The meaning of those words, however, can and does change depending on our immediate, personal circumstances and what message, under the guidance of the Spirit, we are seeking in the biblical witness. This will determine which words make an impression on us—and what the text will in fact convey—at any given time. If we read Psalm 22/23, for example, we may encounter Christ the Good Shepherd, who “leads us beside still waters” and restores our soul with His presence, grace and peace. Read it again in times of acute anxiety or before a major operation, and our attention may be drawn to the psalmist’s reassuring cry, “though I walk through the valley of the shadow of death, Thou art with me!” The psalm has not changed, but our way of reading it most certainly has.
Then again, the way we approach the accounts of Christ’s Passion will determine whether we see in the Cross the magnitude of Jesus’ physical and emotional agony, or an image of His redemptive sacrifice, or an invitation to struggle and remain faithful to Him through ascetic discipline and works of love, or a promise that “through the Cross, joy has come into all the world,” a joy that will be ours as the Risen Lord welcomes us into the glory of His Kingdom.
Can we or do we read the same text, the same biblical passage, twice or even repeatedly? Yes, insofar as Christ and His Word are the same today, yesterday and forever. Yet no, insofar as the text is a living reality, constantly changing because it is charged with the presence and inspirational power of the Holy Spirit.
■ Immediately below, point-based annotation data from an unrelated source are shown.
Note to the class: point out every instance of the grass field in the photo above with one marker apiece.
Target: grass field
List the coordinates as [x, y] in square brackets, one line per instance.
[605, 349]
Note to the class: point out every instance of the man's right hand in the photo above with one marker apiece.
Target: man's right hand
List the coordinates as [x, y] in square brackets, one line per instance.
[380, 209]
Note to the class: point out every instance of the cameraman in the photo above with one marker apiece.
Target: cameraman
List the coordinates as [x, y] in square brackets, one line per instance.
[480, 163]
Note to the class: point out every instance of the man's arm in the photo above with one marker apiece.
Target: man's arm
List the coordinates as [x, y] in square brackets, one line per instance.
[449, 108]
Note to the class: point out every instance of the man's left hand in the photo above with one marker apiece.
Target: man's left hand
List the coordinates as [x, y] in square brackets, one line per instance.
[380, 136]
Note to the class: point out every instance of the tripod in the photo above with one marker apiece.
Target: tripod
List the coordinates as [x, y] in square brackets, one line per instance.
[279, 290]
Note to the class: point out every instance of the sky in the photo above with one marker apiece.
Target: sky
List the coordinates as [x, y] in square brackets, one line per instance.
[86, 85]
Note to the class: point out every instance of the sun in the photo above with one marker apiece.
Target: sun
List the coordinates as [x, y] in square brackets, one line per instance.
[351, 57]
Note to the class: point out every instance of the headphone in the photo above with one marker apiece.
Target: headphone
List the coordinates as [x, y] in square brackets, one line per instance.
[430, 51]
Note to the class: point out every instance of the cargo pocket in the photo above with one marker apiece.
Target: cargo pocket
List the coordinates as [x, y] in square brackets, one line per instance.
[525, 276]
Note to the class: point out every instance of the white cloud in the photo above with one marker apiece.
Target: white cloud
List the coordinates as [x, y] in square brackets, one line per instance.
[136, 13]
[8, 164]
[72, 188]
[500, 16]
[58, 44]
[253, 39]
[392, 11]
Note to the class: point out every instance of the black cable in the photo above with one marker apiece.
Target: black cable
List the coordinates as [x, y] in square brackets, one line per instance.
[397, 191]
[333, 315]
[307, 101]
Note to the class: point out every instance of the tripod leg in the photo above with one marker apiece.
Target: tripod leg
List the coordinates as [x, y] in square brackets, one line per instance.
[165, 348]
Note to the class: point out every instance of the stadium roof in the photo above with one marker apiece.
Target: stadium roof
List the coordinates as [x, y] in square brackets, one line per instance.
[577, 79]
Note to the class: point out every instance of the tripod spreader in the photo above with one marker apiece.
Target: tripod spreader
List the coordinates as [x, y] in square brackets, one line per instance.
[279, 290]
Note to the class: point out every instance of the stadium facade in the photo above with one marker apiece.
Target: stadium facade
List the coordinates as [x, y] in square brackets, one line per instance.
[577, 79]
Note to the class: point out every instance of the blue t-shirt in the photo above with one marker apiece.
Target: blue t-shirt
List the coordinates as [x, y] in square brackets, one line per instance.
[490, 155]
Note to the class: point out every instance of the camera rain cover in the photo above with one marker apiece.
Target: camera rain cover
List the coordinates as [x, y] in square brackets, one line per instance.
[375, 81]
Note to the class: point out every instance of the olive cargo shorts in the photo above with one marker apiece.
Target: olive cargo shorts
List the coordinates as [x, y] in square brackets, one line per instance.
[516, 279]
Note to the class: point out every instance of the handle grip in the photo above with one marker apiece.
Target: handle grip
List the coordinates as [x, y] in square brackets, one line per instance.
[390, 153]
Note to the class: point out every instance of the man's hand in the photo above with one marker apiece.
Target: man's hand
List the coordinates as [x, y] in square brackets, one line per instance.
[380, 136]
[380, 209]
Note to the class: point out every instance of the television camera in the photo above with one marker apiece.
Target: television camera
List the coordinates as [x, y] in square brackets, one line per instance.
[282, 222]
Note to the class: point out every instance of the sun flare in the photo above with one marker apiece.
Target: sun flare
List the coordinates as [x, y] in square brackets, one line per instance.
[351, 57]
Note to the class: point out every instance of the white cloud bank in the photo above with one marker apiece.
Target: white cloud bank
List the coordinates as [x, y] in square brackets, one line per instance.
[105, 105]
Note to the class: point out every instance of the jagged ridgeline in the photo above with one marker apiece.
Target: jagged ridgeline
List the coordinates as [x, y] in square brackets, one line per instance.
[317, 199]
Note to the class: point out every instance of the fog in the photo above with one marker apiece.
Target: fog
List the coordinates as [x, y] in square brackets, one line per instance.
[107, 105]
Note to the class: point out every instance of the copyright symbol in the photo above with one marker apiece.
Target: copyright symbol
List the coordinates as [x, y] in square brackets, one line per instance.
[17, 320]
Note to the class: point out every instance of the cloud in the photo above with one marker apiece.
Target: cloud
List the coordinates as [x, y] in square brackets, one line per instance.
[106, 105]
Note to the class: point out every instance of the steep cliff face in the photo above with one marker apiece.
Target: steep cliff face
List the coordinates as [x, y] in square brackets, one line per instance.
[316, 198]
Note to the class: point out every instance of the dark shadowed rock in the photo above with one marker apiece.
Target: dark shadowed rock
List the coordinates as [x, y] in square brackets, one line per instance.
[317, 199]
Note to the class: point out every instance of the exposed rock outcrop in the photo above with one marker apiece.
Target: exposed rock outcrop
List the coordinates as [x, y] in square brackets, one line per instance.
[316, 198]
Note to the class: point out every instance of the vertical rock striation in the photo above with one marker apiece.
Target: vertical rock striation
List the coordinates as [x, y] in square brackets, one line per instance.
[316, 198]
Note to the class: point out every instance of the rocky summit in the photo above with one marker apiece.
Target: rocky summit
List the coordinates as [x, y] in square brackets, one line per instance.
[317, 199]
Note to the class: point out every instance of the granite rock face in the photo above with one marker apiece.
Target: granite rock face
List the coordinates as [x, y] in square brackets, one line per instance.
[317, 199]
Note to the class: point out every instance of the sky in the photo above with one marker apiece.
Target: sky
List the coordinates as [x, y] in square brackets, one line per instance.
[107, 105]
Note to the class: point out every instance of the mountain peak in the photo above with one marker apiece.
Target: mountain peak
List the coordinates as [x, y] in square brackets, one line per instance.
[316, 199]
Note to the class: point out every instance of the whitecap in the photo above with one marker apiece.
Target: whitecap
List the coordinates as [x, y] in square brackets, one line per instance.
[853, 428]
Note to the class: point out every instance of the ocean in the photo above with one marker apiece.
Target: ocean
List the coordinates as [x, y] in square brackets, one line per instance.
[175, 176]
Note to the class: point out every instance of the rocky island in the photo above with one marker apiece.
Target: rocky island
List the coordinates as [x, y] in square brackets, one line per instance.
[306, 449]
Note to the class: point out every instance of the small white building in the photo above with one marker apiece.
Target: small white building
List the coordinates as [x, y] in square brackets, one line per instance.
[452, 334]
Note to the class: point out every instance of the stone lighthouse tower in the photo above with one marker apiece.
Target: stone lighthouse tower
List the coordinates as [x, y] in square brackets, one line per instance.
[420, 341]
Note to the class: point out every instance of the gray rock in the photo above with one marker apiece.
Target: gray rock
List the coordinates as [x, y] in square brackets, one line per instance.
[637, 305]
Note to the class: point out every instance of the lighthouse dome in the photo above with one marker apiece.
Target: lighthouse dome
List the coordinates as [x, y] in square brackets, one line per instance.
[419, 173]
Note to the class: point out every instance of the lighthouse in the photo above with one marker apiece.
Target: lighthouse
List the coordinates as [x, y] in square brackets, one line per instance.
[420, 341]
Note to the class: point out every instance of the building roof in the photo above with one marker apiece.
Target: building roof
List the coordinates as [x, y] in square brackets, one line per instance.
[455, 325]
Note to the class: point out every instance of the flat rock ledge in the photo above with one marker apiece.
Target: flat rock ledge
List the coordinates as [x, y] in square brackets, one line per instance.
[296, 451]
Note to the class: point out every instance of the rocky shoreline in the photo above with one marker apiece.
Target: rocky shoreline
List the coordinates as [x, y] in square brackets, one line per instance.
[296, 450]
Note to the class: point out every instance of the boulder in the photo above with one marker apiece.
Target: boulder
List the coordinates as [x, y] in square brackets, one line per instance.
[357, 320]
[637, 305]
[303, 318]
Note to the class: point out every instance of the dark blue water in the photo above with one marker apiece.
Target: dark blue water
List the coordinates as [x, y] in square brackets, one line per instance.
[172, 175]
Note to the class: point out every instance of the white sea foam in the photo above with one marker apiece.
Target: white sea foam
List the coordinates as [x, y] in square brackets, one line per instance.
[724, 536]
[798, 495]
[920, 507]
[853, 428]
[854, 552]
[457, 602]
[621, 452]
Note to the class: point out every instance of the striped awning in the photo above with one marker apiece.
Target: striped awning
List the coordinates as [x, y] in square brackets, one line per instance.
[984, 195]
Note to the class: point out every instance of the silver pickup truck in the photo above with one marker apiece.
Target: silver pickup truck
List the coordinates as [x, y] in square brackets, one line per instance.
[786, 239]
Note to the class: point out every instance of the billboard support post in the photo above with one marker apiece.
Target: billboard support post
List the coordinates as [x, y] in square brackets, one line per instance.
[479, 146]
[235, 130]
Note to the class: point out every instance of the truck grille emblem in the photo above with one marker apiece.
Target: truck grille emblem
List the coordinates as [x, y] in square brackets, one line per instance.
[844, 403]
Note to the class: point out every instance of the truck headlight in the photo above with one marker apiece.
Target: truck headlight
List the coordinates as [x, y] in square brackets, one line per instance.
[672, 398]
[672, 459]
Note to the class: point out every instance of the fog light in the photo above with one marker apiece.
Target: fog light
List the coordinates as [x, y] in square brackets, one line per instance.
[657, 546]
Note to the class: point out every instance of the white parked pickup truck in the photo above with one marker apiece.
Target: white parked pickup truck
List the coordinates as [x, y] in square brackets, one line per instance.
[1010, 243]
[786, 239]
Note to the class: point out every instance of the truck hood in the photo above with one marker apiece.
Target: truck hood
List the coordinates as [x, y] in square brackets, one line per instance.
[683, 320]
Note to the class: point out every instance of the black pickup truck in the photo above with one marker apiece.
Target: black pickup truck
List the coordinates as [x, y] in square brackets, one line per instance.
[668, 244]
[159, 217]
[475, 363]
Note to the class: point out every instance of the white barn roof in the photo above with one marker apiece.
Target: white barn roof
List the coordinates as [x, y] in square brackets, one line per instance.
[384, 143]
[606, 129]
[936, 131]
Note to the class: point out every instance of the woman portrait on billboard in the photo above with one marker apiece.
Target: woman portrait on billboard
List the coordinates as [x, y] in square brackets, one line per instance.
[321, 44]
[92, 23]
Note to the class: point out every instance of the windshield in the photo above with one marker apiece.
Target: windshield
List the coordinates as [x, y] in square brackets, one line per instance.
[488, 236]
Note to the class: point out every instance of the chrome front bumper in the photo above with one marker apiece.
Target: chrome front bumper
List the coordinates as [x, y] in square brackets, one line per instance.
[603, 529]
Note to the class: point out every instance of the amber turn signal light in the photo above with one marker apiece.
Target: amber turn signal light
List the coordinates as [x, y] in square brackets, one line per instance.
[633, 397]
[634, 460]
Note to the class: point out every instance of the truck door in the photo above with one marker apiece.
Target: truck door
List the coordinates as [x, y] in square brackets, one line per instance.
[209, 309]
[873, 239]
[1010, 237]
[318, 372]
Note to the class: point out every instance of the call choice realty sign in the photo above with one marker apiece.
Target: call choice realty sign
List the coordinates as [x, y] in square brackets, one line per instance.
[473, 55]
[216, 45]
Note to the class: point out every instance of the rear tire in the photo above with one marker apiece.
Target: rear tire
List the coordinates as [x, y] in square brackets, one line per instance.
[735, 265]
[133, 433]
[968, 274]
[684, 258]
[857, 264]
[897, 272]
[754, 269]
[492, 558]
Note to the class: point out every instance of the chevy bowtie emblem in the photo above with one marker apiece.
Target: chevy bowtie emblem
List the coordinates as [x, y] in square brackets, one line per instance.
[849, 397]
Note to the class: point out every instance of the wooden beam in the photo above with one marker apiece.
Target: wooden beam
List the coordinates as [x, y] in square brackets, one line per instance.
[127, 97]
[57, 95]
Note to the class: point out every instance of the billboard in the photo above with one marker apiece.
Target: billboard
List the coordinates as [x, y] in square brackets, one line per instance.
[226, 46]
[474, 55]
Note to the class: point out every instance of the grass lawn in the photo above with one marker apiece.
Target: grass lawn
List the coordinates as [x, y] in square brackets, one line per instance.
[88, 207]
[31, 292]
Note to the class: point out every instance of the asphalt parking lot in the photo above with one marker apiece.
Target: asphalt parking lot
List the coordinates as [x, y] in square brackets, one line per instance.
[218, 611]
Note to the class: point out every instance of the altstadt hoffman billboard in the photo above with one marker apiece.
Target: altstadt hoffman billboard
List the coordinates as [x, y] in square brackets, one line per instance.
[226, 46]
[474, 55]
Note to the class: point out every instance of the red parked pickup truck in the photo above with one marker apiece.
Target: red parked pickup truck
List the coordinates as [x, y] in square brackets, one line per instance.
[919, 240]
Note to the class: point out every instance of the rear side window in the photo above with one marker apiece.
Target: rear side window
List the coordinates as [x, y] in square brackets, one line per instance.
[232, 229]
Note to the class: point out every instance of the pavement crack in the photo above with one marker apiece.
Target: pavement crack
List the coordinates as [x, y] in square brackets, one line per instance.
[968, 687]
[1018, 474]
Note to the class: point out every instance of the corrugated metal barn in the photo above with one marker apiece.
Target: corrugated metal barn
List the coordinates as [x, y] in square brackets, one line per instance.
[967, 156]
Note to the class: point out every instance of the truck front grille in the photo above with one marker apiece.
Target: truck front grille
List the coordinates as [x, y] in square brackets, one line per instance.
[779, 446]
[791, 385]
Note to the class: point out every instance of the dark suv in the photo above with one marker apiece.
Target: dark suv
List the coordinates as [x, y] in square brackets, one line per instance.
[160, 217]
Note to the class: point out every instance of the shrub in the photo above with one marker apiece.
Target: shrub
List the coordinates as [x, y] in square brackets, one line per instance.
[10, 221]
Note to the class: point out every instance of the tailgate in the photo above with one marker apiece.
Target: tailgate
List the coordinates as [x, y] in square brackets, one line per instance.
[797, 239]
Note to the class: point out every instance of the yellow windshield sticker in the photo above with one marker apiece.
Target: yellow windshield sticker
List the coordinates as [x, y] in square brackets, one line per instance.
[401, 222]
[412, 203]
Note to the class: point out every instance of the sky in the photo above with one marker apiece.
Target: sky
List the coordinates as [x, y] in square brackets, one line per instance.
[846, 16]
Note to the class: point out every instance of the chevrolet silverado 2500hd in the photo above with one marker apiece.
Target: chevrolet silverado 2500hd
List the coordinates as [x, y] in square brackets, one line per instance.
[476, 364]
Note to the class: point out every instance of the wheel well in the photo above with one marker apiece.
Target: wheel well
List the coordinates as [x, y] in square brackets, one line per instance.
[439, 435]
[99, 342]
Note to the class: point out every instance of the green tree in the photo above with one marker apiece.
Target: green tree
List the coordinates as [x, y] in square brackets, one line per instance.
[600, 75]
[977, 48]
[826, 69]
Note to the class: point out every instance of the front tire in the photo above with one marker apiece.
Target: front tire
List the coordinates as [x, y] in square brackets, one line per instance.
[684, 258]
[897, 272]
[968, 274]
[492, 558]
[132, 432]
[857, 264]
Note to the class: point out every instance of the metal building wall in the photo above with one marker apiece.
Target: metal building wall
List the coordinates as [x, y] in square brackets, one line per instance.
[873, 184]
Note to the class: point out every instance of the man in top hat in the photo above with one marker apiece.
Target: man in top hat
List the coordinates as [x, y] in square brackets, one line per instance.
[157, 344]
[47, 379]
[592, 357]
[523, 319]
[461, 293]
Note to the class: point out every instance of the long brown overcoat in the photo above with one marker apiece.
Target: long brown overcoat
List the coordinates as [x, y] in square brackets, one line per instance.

The Spirit “rewrites” the text, as it were, at every moment of our life, at every step of the tortuous journey that leads us through our daily experience and toward the fullness of life to come.
It is that constant “rewriting” that makes of the Bible not simply an historical record or a document to be deciphered and analyzed, but a living Word that conveys both truth and life.
[1] On First Principles (ed. by G.W. Butterworth, NY: Harper & Row, 1966), p. 288.